Fig. 2.

Disruption of lipid rafts blocks LRP1 signaling. (A) Immunoblot analysis comparing cell-surface LRP1 in Triton X100-soluble “S” and insoluble “I” fractions from PC12 and N2a cells after pre-treatment for 30 min with MβCD (1 mM) or vehicle. Cell-surface proteins were obtained by affinity precipitation after biotin-labeling. (B) PC12 cells were pre-treated with MβCD (+) or vehicle (−) for 30 min, and then with 150 nm RAP (+) or vehicle (−) for 30 min, followed by 12 nM EI-tPA (+) or vehicle (−) for 10 min.

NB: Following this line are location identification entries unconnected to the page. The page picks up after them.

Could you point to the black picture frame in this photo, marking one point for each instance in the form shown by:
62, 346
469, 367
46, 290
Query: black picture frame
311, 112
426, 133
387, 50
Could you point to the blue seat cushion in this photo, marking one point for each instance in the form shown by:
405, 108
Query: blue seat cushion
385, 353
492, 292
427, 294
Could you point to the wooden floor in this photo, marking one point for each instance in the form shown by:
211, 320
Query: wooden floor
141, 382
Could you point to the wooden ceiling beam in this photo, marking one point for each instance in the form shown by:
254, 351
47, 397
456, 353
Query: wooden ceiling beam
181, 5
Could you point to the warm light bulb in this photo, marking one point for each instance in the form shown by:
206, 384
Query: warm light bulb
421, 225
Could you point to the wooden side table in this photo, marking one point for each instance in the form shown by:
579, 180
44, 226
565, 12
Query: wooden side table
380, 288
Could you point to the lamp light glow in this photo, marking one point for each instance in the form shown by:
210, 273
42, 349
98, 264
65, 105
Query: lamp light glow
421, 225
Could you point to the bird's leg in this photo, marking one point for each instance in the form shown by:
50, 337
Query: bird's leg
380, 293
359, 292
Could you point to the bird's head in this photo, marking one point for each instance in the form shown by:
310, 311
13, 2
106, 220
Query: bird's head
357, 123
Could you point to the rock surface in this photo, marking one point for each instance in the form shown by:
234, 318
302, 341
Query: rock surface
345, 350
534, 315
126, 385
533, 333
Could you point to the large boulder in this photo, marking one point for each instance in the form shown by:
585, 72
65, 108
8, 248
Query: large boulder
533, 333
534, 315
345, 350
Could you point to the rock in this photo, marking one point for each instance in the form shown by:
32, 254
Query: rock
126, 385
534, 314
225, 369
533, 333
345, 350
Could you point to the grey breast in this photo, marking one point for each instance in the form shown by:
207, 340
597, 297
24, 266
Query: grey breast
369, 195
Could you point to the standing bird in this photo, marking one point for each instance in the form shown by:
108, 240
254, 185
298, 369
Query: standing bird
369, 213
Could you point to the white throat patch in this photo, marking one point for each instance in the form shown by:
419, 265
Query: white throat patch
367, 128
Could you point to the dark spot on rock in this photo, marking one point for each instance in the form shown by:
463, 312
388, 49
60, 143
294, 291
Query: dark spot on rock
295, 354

Immunoblot analysis was performed for phospho-ERK1/2 and total ERK1/2. (C) The study described in panel B was repeated, substituting α₂M* (10 nM) for EI-tPA. (D) PC12 cells were transfected with LRP1-specific or NTC siRNA. The cells were treated with 1 mM MβCD (+) or vehicle (−) for 30 min, and then with EI-tPA (12 nM) or vehicle. (E) The study described in panel D was repeated, substituting α₂M* (10 nM) for EI-tPA. (F, G) The experiments shown in panels B and C were repeated using N2a cells.